Class: Veritable::Prediction

Inherits:

Hash

Object
Hash
Veritable::Prediction

show all

Defined in:: lib/veritable/api.rb

Overview

Represents the result of a Veritable prediction

A Veritable::Prediction is a Hash whose keys are the columns in the prediction request, and whose values are standard point estimates for predicted columns. For fixed (conditioning) columns, the value is the fixed value. For predicted values, the point estimate varies by datatype:

real – mean
count – mean rounded to the nearest integer
categorical – mode
boolean – mode

The object also gives access to the original predictions request, the predicted distribution on missing values, the schema of the analysis used to make predictions, and standard measures of uncertainty for the predicted values.

Attributes

request – a Hash containing the original predictions request. Keys are column names; conditioning values are present, predicted values are nil.
distribution – the underlying predicted distribution as an Array of Hashes, each of which represents a single sample from the predictive distribution.
schema – the schema for the columns in the predictions request
uncertainty – a Hash containing measures of uncertainty for each predicted value.

Methods

prob_within – calculates the probability a column’s value lies within a range
credible_values – calculates a credible range for the value of a column

Instance Attribute Summary collapse

#distribution ⇒ Object readonly

The underlying predicted distribution, as an Array of Hashes.
#request ⇒ Object readonly

The original predictions request, as a Hash.
#request_id ⇒ Object readonly

The original prediction ‘_request_id’, nil if none was specified.
#schema ⇒ Object readonly

The schema for the columns in the predictions request.
#uncertainty ⇒ Object readonly

A Hash of standard uncertainty measures.

Instance Method Summary collapse

#credible_values(column, p = nil) ⇒ Object

Based on the underlying predicted distribution, calculates a range within which the predicted value for the column lies with the specified probability.
#initialize(request, distribution, schema, request_id = nil) ⇒ Prediction constructor

Initializes a Veritable::Prediction.
#inspect ⇒ Object

Returns a string representation of the prediction results.
#prob_within(column, range) ⇒ Object

Calculates the probability a column’s value lies within a range.
#to_s ⇒ Object

Returns a string representation of the prediction results.

Constructor Details

#initialize(request, distribution, schema, request_id = nil) ⇒ `Prediction`

Initializes a Veritable::Prediction

Users should not call directly. Instead, call Veritable::Analysis#predict.

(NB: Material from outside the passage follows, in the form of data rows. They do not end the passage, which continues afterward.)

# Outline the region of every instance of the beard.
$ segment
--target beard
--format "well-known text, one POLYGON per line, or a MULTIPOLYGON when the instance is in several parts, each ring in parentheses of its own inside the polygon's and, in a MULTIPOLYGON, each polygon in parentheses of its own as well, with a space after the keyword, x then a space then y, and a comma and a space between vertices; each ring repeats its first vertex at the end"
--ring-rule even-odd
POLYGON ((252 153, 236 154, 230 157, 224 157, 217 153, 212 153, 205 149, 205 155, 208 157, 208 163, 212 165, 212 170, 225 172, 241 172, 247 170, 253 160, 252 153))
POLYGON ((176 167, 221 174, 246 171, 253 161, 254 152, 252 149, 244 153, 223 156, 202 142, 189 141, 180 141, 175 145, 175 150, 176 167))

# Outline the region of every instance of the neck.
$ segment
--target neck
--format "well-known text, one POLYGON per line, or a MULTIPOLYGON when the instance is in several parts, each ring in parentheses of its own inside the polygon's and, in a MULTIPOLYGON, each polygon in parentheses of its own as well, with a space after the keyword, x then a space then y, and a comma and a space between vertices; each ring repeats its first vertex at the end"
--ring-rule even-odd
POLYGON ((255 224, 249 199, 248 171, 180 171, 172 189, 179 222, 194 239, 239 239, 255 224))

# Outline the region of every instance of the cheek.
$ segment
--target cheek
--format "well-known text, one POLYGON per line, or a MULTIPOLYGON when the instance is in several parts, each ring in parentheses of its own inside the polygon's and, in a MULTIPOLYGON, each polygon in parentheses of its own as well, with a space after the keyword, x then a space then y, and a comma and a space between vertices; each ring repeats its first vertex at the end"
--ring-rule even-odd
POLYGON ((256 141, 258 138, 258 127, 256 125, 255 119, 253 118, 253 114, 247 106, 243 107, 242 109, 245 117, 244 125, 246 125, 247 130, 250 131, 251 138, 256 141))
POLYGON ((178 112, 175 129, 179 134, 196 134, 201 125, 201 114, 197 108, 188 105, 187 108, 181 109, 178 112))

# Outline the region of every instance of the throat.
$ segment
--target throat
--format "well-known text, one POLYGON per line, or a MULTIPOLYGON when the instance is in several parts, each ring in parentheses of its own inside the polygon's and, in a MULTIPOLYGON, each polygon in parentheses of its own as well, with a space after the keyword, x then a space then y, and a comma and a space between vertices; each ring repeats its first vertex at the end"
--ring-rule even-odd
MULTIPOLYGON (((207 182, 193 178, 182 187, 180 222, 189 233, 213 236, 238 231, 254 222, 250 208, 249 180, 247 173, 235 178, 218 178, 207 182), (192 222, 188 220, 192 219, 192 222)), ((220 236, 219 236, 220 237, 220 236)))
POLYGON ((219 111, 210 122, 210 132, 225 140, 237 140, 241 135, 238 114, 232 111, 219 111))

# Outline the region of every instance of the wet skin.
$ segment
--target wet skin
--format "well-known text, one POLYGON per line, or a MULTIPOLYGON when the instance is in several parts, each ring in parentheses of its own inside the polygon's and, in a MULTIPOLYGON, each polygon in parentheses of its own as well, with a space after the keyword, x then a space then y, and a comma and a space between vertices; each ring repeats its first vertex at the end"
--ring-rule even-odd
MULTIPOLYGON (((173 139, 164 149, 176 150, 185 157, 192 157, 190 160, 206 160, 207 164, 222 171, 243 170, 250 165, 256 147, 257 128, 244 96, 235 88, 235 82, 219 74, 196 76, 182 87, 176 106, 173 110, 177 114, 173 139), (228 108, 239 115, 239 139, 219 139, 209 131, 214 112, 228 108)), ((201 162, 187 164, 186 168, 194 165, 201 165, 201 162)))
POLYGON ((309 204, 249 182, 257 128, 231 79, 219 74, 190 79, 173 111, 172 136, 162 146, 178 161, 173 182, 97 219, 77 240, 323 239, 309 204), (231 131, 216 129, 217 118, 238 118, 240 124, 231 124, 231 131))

# File 'lib/veritable/api.rb', line 896

def initialize(request, distribution, schema, request_id=nil)
  @request = request
  @request.delete '_request_id'

  @schema = Schema.new(schema)
  @request_id = request_id

  fixed = {}
  @request.each { |k,v| 
    if not v.nil?
        fixed[k] = v
    end
  }
  @distribution = distribution
  @distribution.each {|d| 
    d.delete '_request_id'
    d.update(fixed)
  }

  @uncertainty = Hash.new()
  @request.each { |k,v|
    if v.nil?
      self[k] = point_estimate k
      @uncertainty[k] = calculate_uncertainty k
    else
      self[k] = v
      @uncertainty[k] = 0.0
    end
  }
end

Instance Attribute Details

#distribution ⇒ `Object` (readonly)

The underlying predicted distribution, as an Array of Hashes

Each Hash represents a single draw from the predictive distribution, and should be regarded as equiprobable with the others.



875
876
877

# File 'lib/veritable/api.rb', line 875

def distribution
  @distribution
end

#request ⇒ `Object` (readonly)

The original predictions request, as a Hash



865
866
867

# File 'lib/veritable/api.rb', line 865

def request
  @request
end

#request_id ⇒ `Object` (readonly)

The original prediction ‘_request_id’, nil if none was specified



868
869
870

# File 'lib/veritable/api.rb', line 868

def request_id
  @request_id
end

#schema ⇒ `Object` (readonly)

The schema for the columns in the predictions request



878
879
880

# File 'lib/veritable/api.rb', line 878

def schema
  @schema
end

#uncertainty ⇒ `Object` (readonly)

A Hash of standard uncertainty measures

Keys are the columns in the prediction request and values are uncertainty measures associated with each point estimate. A higher value indicates greater uncertainty. These measures vary by datatype:

real – length of 90% credible interval
count – length of 90% credible interval
categorical – total probability of all non-modal values
boolean – probability of the non-modal value



889
890
891

# File 'lib/veritable/api.rb', line 889

def uncertainty
  @uncertainty
end

Instance Method Details

#credible_values(column, p = nil) ⇒ `Object`

Based on the underlying predicted distribution, calculates a range within which the predicted value for the column lies with the specified probability.

Arguments

column – the column for which to calculate the range
p – The desired degree of probability. Default is nil, in which case will default to 0.5 for boolean and categorical columns, and to 0.9 for count and real columns.

Returns

For boolean and categorical columns, a Hash whose keys are categorical values in the calculated range and whose values are probabilities; for real and count columns, an Array of the [min, max] values for the calculated range.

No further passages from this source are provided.